Карим-бхай, принявшийся чистить шершавым листком зубы, поцокал языком:
– Она станет волноваться, не обнаружив сегодня твоего имени в реестре для Халморы.
– В письме я все объяснил. Ты только устрой так, чтобы она его прочитала.
– Я сделаю то, что делал всегда, – доставлю. Но не забывай, пулла, – предостерег Карим-бхай, – если блюститель престола Халморы проведает, что его дочь читает письма от чашника из Ралухи, дела очень скоро примут скверный оборот и все твои мечты – примкнуть к Иланговану, увезти мать и Кабира в Черные Бухты – пойдут прахом.
Амир слишком часто задумывался о такой возможности, чтобы всерьез озаботиться предупреждением Карим-бхая.
– Она не похожа на других блюстителей престолов.
Карим-бхай рассмеялся в ответ:
– Если бы мне давали по горошинке перца всякий раз, когда высокожителей посещает подобная мысль о себе…
– Нет, она на самом деле не такая. Это не ее слова, а мои. Я ей доверяю. Десять лет – носителем, двадцать лет – в Чаше. Неужто ты считаешь, что мне неведомы тысячи способов, какими высокожители угнетают нас? Думаешь, что после плетей, после вони, после отторжения всеми я раскрыл бы сердце одной из высокожителей, да не кому-нибудь, а принцессе Халморы, если бы не был уверен?

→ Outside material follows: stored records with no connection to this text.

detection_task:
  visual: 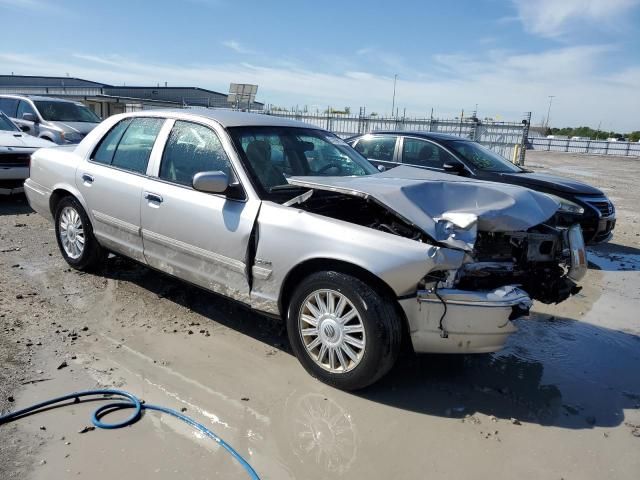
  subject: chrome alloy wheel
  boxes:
[298,289,366,373]
[58,207,86,260]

– Ты сегодня много в чем уверен, пулла. – Карим-бхай продолжал жевать листок, массируя при этом челюсти. – Боюсь, как бы эта уверенность не вскружила тебе голову. Для уверенности нужна способность управлять жизнью. А мы? Пулла, мы не из тех, кто способен чем-либо управлять. В нашей жизни только одно постоянно – боль при проходе через Врата.
Амир готов был еще поспорить, – Врата свидетели, он устал день и ночь год за годом слышать от Карим-бхая одни и те же доводы. Но как раз в этот миг цепочка носителей двинулась вперед. Счетовод Дженгара стал насвистывать громче, подавая сигнал к началу акта торговли пряностями. Взгляд Хасмина ощупывал каждого носителя по мере того, как они взваливали на плечи тюки или поднимали коробки, ставя их на голову. Амир закинул за спину свой мешок и побрел, угнувшись, сосредоточив взгляд на пятках Карим-бхая, на иссохшей потрескавшейся коже, покрытой грязью, и перед его мысленным взором мерцала лишь размытая картина уходящего дня.
В какой-то момент Карим-бхай споткнулся, и Амир застонал. Плеть опустилась на старого носителя, и он скорчился, уронив тюк. Тяжело дыша, Карим-бхай опустился на землю. Одной рукой он массировал спину, другой – подтягивал упавший мешок. Над старым носителем выросла фигура Хасмина, и глаза у Амира расширились. На лице начальника човкидаров была ухмылка, от которой у Амира все перевернулось в душе.